養生の術は、まず自分自身を害するものを避けるべきです。自分自身を害するものとは、内的な欲望や外的な邪気です。内的な欲望には飲食の欲望、性的な欲望、睡眠の欲望、自己の言葉を自由にする欲望、喜び・怒り・悲しみ・思い・憂い・恐れ・驚きといった七つの感情の欲望が含まれます。外的な邪気とは風、寒さ、暑さ、湿気などの四つの気候要素です。内的な欲望を抑えて少なくし、外的な邪気を恐れて防ぐことによって、元気を損なわず、病気を起こさずに長寿を保つことができます。

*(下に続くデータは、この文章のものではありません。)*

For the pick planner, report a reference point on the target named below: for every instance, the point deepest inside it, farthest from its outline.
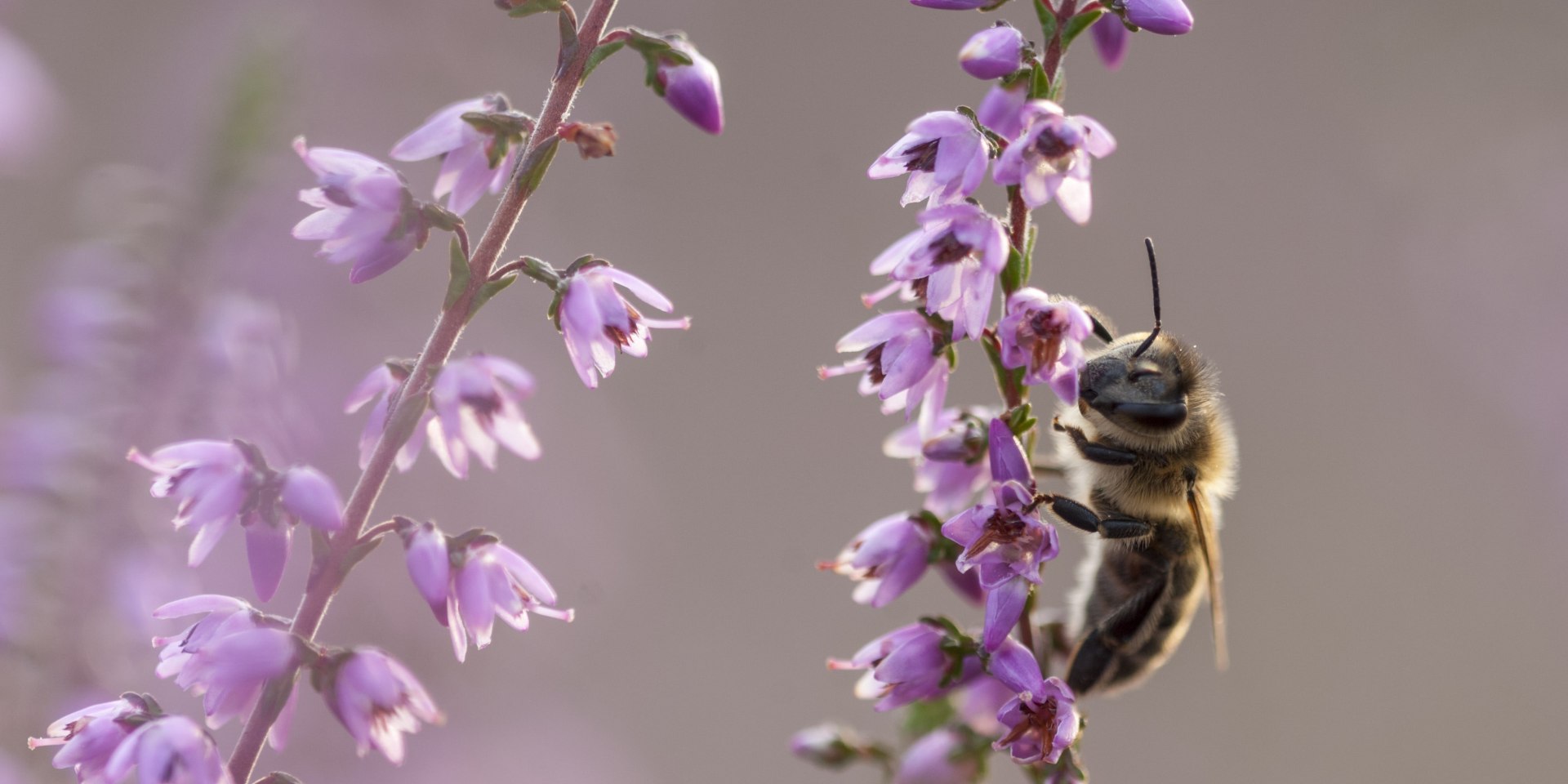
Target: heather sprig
(976, 692)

「風寒暑湿」は、古代中国の医学や健康に関連する理論で使われる概念です。これらの要素は、体の調和と健康を理解し、疾患の起因や治療を考える際に重要な要素とされています。以下にそれぞれの要素を説明します。

風(風邪、風の要素):
風は、体の外部から吹く風という自然現象と、風邪として知られる疾患を指す二つの側面があります。体に外部から風が侵入することで風邪を引くことがあり、風邪の症状は通常、寒さや発熱、喉の痛み、鼻づまりなどが含まれます。風邪を防ぐために、体を適切に暖かく保つことが重要とされています。

寒(寒さ、寒冷の要素):
寒は、体を冷やす要素を指します。寒さにさらされることで、筋肉のこわばり、体の血流の低下、関節炎などの症状が引き起こされる可能性があります。健康を保つためには、寒冷な気象条件に適切に対処し、体を保温することが大切です。

暑(暑さ、暑熱の要素):
暑さは、高温の気象条件や過度な暑さによって引き起こされる症状を指します。暑さにさらされることで、体温調節が困難になり、熱中症や脱水などの健康問題が発生する可能性があります。暑さに対処するために、適切な水分摂取や涼しい場所での過ごし方が重要です。

湿(湿気、湿潤の要素):
湿は、湿気や湿潤な気象条件に関連しています。湿度が高い環境では、カビや細菌の繁殖が促進され、健康問題が発生する可能性があります。湿度の高い場所で適切な衛生状態を維持し、湿気による健康への影響を軽減することが重要です。

これらの要素は、古代中国の伝統的な医学や健康の理論で、体調のバランスを保つために考慮され、風邪や病気を予防し、治療するための基本的な概念として重要視されています。